In terms of ODMs, Macquarie says Hon Hai Precision (TP: TWD310) and Luxshare (TP: RMB72) will benefit if Apple is able to grow its market share for its smartphones and other mobile devices in the AI era.

Finally, Chinese tech giants such as Xiaomi (TP: HK$54.20) and Lenovo (TP: HK$12.26) could become global market leaders in the fields of AI mobile devices and AI personal computers, respectively.

Barclays, on the other hand, recommends diversifying beyond the US mega caps and into regions like the UK, Europe and select emerging markets such as China. The bank suggests focusing on companies with strong balance sheets, a high return on equity, and consistent earnings growth. “After lagging during the AI-led rally, quality is well positioned to regain leadership as volatility rises and fundamentals regain focus,” it says.
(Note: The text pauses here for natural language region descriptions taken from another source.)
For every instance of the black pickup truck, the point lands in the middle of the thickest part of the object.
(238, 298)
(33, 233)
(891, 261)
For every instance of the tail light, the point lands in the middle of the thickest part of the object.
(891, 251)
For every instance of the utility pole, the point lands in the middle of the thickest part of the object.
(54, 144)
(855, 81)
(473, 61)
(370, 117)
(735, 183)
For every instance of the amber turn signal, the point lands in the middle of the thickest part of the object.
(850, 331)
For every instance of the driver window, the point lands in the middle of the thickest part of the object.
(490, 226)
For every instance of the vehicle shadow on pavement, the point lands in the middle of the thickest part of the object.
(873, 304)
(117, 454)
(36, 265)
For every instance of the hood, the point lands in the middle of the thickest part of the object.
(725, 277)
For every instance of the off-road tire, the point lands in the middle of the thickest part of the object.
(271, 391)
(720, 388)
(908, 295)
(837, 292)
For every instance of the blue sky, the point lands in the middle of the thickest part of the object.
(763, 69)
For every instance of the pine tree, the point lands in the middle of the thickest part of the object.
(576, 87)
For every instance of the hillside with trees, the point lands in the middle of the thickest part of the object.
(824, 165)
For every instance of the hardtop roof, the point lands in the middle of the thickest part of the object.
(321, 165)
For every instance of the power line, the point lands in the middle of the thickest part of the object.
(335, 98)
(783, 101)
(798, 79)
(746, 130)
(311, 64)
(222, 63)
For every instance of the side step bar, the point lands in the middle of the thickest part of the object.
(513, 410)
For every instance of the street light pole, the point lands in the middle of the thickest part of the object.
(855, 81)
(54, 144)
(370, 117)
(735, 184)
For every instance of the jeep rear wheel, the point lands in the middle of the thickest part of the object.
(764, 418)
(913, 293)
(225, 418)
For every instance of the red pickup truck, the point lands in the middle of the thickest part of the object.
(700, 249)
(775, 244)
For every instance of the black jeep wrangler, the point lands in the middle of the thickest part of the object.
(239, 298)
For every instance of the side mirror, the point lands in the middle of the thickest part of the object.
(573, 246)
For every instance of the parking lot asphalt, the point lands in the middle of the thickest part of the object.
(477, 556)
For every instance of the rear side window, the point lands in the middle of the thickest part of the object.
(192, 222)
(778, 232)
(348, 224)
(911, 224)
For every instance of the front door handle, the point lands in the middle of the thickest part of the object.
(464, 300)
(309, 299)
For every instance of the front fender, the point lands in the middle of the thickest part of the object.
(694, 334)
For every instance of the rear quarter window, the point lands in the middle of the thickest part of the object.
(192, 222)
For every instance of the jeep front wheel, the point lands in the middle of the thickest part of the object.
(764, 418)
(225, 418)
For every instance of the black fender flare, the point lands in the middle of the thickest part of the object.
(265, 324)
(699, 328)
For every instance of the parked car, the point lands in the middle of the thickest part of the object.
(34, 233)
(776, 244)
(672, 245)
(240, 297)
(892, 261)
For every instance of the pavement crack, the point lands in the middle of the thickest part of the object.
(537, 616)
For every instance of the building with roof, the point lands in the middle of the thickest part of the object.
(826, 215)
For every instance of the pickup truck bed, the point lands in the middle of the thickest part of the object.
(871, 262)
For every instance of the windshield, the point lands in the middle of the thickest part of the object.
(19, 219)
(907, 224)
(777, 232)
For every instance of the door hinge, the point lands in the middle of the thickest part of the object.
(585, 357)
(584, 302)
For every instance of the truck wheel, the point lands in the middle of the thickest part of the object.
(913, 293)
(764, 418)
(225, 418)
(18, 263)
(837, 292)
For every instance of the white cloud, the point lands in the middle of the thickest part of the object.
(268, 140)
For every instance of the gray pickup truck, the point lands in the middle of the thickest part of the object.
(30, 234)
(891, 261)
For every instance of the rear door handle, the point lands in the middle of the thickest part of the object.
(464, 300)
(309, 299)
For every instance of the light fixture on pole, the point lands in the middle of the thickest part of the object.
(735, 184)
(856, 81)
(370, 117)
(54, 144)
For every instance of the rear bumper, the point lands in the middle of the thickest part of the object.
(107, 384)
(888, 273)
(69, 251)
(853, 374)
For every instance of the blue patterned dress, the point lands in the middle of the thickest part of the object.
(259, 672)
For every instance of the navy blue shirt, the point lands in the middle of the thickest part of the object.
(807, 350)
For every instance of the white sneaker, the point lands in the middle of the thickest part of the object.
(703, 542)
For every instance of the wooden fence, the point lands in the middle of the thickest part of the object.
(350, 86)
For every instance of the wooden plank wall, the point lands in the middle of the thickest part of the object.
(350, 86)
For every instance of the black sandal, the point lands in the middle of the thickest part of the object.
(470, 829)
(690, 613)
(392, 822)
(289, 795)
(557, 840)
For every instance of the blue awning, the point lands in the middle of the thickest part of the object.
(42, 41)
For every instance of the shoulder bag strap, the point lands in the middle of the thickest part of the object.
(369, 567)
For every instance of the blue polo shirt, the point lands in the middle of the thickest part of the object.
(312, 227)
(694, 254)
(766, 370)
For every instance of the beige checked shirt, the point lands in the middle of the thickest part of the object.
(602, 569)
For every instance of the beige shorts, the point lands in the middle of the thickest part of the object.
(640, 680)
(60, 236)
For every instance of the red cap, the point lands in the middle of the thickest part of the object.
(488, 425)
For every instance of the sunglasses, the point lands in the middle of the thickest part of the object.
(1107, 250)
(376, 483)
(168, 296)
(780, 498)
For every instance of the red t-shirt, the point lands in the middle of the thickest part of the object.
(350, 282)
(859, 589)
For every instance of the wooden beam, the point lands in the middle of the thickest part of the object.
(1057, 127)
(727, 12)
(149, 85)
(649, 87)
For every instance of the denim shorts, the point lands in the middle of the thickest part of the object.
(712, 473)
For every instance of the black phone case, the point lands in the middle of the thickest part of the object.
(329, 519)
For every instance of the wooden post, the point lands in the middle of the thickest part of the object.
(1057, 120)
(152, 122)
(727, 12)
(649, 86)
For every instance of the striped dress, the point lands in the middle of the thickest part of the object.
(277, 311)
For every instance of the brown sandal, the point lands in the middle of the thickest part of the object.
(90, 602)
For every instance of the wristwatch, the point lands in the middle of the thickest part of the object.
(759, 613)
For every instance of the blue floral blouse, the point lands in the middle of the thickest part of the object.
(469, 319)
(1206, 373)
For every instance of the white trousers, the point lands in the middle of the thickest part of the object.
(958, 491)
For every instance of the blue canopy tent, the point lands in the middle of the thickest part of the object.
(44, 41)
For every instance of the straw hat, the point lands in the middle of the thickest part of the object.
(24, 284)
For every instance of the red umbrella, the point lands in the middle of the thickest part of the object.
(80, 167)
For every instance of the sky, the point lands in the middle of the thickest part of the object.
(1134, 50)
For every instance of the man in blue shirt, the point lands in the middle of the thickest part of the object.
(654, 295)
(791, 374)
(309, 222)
For those who are still keen on making a bet on AI, Barclays suggests focusing on sectors that are using AI to raise their productivity. This includes healthcare companies using AI for diagnostics and drug discovery, as well as manufacturing and logistics companies turning to robotics and automation.

The energy sector will be an area of interest as well since the “rapid expansion of AI infrastructure is amplifying global energy demand”, says Barclays. AI will help drive investments into clean energy, electric grid modernisation, and next-generation materials.

“Good decision-making allows for contradictory ideas: AI can be revolutionary and create value, but not all AI companies will be good investments,” says Alexander Joshi, Barclays Private Bank’s head of behavioural finance. “A nuanced, bottom-up approach to portfolio construction is also useful, especially amid uncertainty and change.”